Upon receiving the offer, I felt like Mauritius had something in common with my background. First of all, Dutch people like to travel. Historically, my hometown was a base to Vereenigde Oostindische Compagnie(East India Company) and ships filled with spices dropped anchor at the port. Additionally, Mauritius was just next to Africa, and it was a former colony of Holland. Regarding the local cuisine, it was affected by the cuisine from six countries — India, China, Creole, French, England, and Holland.
At that time, I was only 25 years old. I said that I was too young to be an executive chef, but Guy Savoy said that “ I know your character. You can do it”. I was ambitious and hard working. Guy Savoy knew about it and that’s why he gave me the offer.
There was one thing he didn’t tell me, that this place is where royal families and many celebrity chefs spend their holidays, such as President of France, Jacques Chirac and the King of Sweden.
That was your first job as an executive chef, and the diners were wealthy people from all over the world. This would be a great opportunity to showcase your originality.
Yes, my predecessor was offering traditional French cuisine, but I thought the diners would look forward to a different cultural experience. I thought that using the frozen chicken from France wouldn’t be logical. At that time, Roy Yamaguchi started Hawaiian fusion, so I was determined to make something original and unique to this island.
First of all, I started using local ingredients. I found local duck, so I had them fattened and made original foie gras and paired it with local sweet potatoes. I also had the local chickens fed with corn and sugar cane that was produced locally and that made the chicken meat sweeter.
Not just the ingredients, but I also used tropical fruits and spices and even the Indian tandoor to make lobster tandoori. I cooked local fish with coconut emulsion with curry spices. I asked the Mauritians in the kitchen to teach me how to make local food. Then, I re-arranged the recipe with less spice and more people could eat them.
The original menu was getting popular, Bernard Loiseau, Georges Blanc, Michel Troisgros came to us.
Everyone was interested in our fusion cuisine.
I was invited by President Chirac to Paris to cook for them, and invited to Sweden by the king.
I spent 10 years in Mauritius, till I turned 35 years old.
That was the time when you’ve gained recognition and established your originality. What made you move to the next place?
Some investors offered me to open my restaurant in New York. But the September 11 attack took place, so it was not a good timing to open the restaurant then.
I’ve already quit my job, so I was wondering what to do. Jean- Luc Naret who was the Vice president of Sandy Lane called me. He said “We have this great new hotel in Barbados, The Sandy Lane, would you like to come over and become the Executive chef”, I had no job so I went. ( Jean Luc became after Sandy lane the Director of the Michelin Guide)

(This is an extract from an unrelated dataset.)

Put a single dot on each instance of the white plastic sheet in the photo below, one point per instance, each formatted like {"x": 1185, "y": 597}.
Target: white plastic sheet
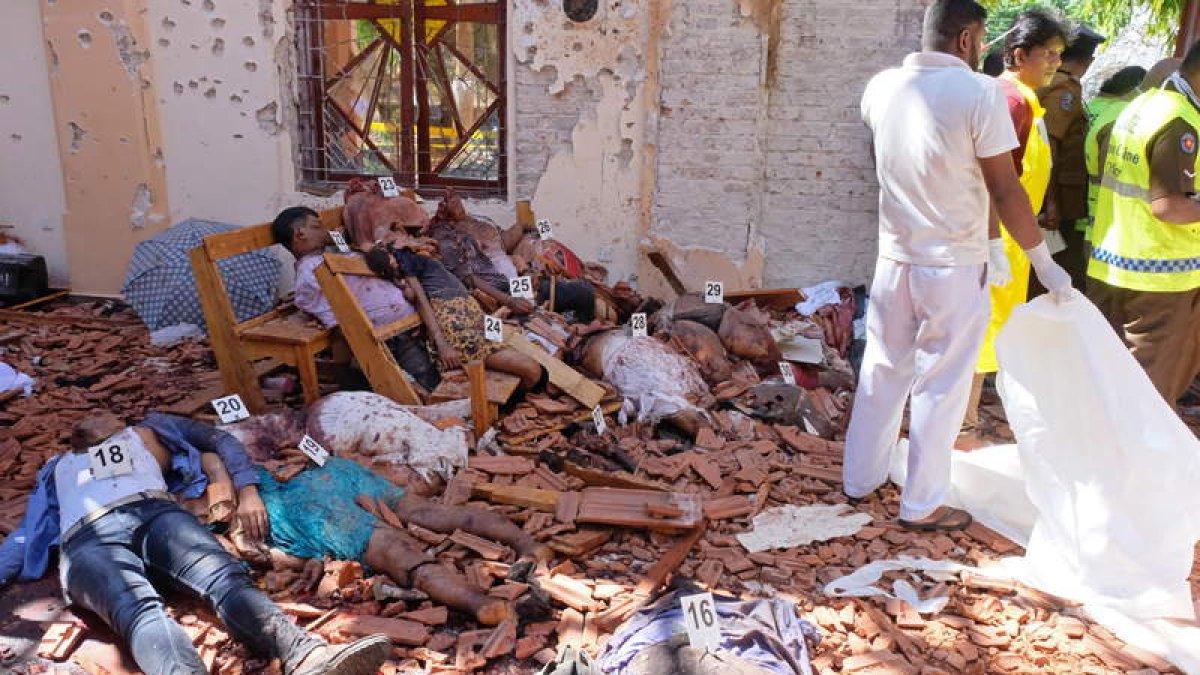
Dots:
{"x": 1113, "y": 471}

In the Caribbean Sea, learned the management of staffs. Changed the social structure and hired more female staffs to higher positions
After you worked in Mauritius, you moved to another island, Barbados. From Indian ocean to Caribbean ocean. How did you feel about this change?
What I learned over there was the management of people. In Mauritius, if someone has leadership, the staffs followed. But the Caribbean staffs were not the same.
It was my first time managing staffs who don’t have the culture of treating work seriously. It was very tough at the beginning.
How did you solve this problem, then? Do you have any criteria for hiring your staff in such place?
I decided to watch the people in Barbados and then found out that in their culture, the female was the center of the family and hardworking. So, I placed females in important positions. Many of them are mothers and had to feed their kids, so they had a strong sense of responsibility towards work. In my kitchen in Mauritius, the number of female staffs were only 10%, but in Barbados, 40% were female and my sous chef was female as well. Traditionally, in Barbados, females didn’t take important roles, but I changed these old social organization systems.
With this experience, I started hiring more female staffs. Now, in my restaurant, “Amber”, half of the staffs are female.
In that kind of remote area, my criteria to select the staffs are motivation and experience abroad. Whether they know the world or not is an important key factor.
Finally you moved to your current restaurant, Amber.
After spending 2 years at Barbados, I got an offer from Mandarin Oriental Hotel. I’m 50 years old now, so that means I have been in Hong Kong for 12 years. In my career, this is the place I spent the longest time, and I like to live in Hong Kong, I’m thinking of staying here for the rest of my life.